Saudi Arabia booklet 2024

Since $a_n$ is odd and is congruent to $2$ modulo $3$, it always has a prime divisor of the form $3h+2$ for $h\in {\mathbb{Z}}^{+}$. Suppose by contradiction that the sequence $(a_n)$ has finitely many prime divisors, then the number of prime divisors of the form $3h+2$ of the sequence is clearly also finite, let them be $p_1<p_2<\cdots <p_k$.

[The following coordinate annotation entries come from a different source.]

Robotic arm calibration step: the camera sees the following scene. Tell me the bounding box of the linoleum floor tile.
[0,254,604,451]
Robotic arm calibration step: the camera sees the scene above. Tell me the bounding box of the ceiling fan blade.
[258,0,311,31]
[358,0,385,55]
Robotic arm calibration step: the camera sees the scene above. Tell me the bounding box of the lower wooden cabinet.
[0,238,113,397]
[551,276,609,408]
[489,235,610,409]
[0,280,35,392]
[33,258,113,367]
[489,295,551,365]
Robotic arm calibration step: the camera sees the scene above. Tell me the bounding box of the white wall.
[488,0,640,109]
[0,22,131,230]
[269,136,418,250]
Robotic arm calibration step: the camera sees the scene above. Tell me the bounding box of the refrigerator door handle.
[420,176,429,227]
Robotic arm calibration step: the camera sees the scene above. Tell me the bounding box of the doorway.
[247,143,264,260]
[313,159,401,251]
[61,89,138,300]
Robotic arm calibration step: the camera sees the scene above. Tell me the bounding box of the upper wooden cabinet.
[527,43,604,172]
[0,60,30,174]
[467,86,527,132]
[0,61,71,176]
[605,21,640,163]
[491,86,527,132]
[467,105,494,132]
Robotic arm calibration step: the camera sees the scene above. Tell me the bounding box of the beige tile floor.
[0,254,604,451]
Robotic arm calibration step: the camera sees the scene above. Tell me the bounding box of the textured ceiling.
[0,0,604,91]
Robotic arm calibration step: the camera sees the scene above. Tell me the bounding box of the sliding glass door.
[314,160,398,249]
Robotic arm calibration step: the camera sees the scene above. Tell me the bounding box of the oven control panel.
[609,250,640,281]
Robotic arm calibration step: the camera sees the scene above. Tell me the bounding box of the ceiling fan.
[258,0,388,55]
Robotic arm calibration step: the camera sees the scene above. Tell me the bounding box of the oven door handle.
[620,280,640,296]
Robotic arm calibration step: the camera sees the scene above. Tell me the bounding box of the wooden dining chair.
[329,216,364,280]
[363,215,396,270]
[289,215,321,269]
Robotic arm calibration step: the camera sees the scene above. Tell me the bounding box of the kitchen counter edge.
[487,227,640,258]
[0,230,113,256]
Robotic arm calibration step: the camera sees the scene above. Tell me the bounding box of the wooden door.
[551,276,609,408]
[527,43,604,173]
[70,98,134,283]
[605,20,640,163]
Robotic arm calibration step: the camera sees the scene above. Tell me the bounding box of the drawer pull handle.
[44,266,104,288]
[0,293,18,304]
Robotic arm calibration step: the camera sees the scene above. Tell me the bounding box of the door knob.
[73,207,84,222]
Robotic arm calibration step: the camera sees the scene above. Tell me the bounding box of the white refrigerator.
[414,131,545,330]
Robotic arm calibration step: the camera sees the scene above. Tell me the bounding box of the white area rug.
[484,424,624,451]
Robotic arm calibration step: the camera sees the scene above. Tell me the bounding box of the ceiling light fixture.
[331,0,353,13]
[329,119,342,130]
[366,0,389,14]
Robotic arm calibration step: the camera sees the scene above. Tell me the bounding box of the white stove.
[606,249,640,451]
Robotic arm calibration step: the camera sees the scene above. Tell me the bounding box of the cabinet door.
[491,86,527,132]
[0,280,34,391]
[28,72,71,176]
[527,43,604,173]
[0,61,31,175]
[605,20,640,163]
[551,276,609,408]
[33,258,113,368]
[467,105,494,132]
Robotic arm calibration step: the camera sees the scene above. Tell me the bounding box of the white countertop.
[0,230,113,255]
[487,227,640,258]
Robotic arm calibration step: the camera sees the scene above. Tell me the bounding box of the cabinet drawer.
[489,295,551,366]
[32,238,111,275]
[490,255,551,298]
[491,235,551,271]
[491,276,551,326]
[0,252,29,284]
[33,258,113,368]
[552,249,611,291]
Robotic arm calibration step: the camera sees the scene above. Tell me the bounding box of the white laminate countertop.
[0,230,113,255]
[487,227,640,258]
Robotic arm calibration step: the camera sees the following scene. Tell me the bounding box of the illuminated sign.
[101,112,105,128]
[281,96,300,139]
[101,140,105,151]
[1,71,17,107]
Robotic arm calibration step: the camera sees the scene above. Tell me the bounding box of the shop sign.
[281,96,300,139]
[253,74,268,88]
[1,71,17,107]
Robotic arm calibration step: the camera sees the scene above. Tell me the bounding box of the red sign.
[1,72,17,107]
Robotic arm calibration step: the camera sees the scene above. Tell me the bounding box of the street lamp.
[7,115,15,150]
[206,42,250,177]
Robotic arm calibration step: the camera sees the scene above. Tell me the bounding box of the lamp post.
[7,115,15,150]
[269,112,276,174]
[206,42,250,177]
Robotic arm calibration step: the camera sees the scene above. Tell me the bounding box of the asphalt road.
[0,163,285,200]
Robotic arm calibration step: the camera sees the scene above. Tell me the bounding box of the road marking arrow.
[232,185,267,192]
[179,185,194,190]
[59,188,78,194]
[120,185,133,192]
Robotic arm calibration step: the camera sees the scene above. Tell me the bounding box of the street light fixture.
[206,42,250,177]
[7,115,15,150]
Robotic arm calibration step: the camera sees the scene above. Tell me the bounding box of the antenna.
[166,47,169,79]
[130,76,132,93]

Setting $m=p_1{p}_2\cdots p_k$ then clearly $\gcd (m,3)=1$, by using Euler's theorem, one can get $m\mid 3^{\phi (m)}-1$. We also have $$\phi (m)=(p_1-1)(p_2-1)\cdots (p_k-1)$$ is a positive integer not divisible by $3$, so setting $n=\phi (\phi (m))$ then using Euler's theorem again, one could get $$\phi (m)\mid 3^{\phi (\phi (m))}-1=3^n-1.$$ Note that $3^x-1\mid 3^y-1$ where $x,y$ are positive integers such that $x\mid y$. Hence, $$3^{\phi (m)}-1\mid 3^{3^{n-1}}-1.$$ Therefore $m\mid 3^{3^{n-1}}-1$. From here, it follows that $$a_n=(3^{3^{n-1}}-1)+3\equiv 3(\mathrm{mod}m).$$ On the other hand, clearly $a_n$ will have a prime divisor of the form $3h+2$ so there exists $i$ with $1\le i\le k$ such that $p_i\mid a_n$. But $p_i\mid m$ which implies that $p_i\mid 3$, which is clearly a contradiction. Therefore, $(a_n)$ has infinitely many prime divisors.